The right to choose

Assisted dying is prohibited in England and Wales under the Suicide Act (1961), and in Northern Ireland under the Criminal Justice Act (1966) which states that anyone who “encourages or assists a suicide” is liable to up to 14 years in prison. In Scotland, there is no specific crime of assisting a suicide in Scotland. But it is possible that helping a person to die could lead to prosecution for murder, culpable homicide or reckless endangerment.

The current law does not work.

  • Every week one British citizen travels to Switzerland for help to die; on average this cost is £10,000. People often die earlier than they would want because they have to be well enough to travel.

  • Every year over 300 terminally ill people end their own lives in England, often in distressing circumstances.

  • Every year thousands of people suffer at the very end of their lives despite the best efforts of care professionals. Research suggests that even if every dying person had access to the best possible specialist care, 17 people a day would still suffer as they die.

Terminally ill people are being denied choice and control over their deaths.

They deserve an informed, evidence-based debate when lawmakers are determining what end-of-life options should be available to them. In order for this to be achieved, people need to know the facts.

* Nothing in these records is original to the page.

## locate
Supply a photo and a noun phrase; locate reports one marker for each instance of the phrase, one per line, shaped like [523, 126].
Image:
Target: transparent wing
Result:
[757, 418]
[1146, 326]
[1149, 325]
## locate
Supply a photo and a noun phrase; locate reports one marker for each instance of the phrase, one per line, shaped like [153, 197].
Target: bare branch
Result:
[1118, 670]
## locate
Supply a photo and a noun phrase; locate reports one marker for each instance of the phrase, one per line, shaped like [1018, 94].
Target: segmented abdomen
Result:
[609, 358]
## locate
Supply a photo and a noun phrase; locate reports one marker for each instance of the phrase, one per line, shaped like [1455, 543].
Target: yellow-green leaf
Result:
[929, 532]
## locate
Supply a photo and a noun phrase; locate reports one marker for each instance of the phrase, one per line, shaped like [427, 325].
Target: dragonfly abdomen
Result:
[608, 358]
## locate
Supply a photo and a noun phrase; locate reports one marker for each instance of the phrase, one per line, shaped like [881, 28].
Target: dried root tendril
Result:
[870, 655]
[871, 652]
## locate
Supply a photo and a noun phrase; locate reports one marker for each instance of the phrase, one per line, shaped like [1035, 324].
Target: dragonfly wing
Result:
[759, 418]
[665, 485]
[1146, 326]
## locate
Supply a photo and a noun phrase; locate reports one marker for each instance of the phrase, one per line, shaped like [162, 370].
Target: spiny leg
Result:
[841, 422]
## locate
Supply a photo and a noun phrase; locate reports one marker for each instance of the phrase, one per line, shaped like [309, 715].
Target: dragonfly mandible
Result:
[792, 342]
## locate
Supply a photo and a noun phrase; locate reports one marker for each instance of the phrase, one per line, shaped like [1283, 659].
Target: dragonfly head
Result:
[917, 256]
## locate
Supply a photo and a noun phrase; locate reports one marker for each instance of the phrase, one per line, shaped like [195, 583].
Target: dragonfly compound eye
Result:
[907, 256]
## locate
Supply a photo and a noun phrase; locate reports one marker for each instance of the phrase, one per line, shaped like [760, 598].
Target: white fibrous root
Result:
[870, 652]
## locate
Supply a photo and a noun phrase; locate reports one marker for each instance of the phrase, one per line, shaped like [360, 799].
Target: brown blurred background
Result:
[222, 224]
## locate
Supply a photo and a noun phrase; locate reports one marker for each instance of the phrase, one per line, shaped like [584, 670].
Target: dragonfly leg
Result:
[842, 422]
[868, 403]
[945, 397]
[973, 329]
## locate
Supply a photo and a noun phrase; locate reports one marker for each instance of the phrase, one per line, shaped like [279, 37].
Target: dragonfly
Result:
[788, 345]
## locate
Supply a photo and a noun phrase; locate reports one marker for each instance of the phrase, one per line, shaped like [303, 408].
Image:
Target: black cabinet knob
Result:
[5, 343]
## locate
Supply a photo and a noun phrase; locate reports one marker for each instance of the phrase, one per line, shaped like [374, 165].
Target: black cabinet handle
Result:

We should support a law which would give people who have six months or less to live the option to control the timing and manner of their death. Many attempts to change the law have been proposed but all have failed. Margo Macdonald, an independent MSP who lived with Parkinson’s disease, drafted the Assisted Suicide (Scotland) Bill in 2012. The Bill would have allowed a person with a terminal, life-limiting or life-shortening disease to end their life after being prescribed with a life-ending medication by a doctor. It was rejected.

The law I want is for terminally ill, mentally competent adults

  • to be able to end their own life by taking life-ending medication and does not permit another person to do it for them

  • has a waiting period to give them time to reflect on their decision

  • requires assessment by two doctors and oversight by a high-court judge

  • allows doctors to conscientiously object from being involved in the process

This is based on the Death with Dignity Act in Oregon, which has worked safely for over 20 years and has been adopted by many other American states such as California and Washington, as well as the Australian state of Victoria.

Over 150 million people around the world live in a place where some form of assisted dying is legal. As more countries around the world change their laws to give dying people choice, terminally ill people here in the UK are being left behind.

I agree with the majority of religions that life is sacred. In my role as a Celebrant however, I have seen too many die in great pain, who should have been allowed to pass away earlier as they had wished. That, too, is part of valuing them. Those who find suffering enriching or worth enduring to their last breath deserve every support – but in whose interest are we forcing a person to stay alive when their final wish is to let go of life?

We see no problem in usurping God’s role by intervening when we deem fit, prolonging life through interventions such as blood transfusions or organ transplants. Similarly, we should also be able to bring life to a gentle close within limits and safeguards.

We should assert that there is nothing sacred about suffering, nothing holy about agony and those who wish to avoid it should be able to do so – as a human right but also in keeping with religious ethics.

If there is a right to die well – or at least to die as well as possible – it means having the option of assisted dying, whether or not it is taken up.”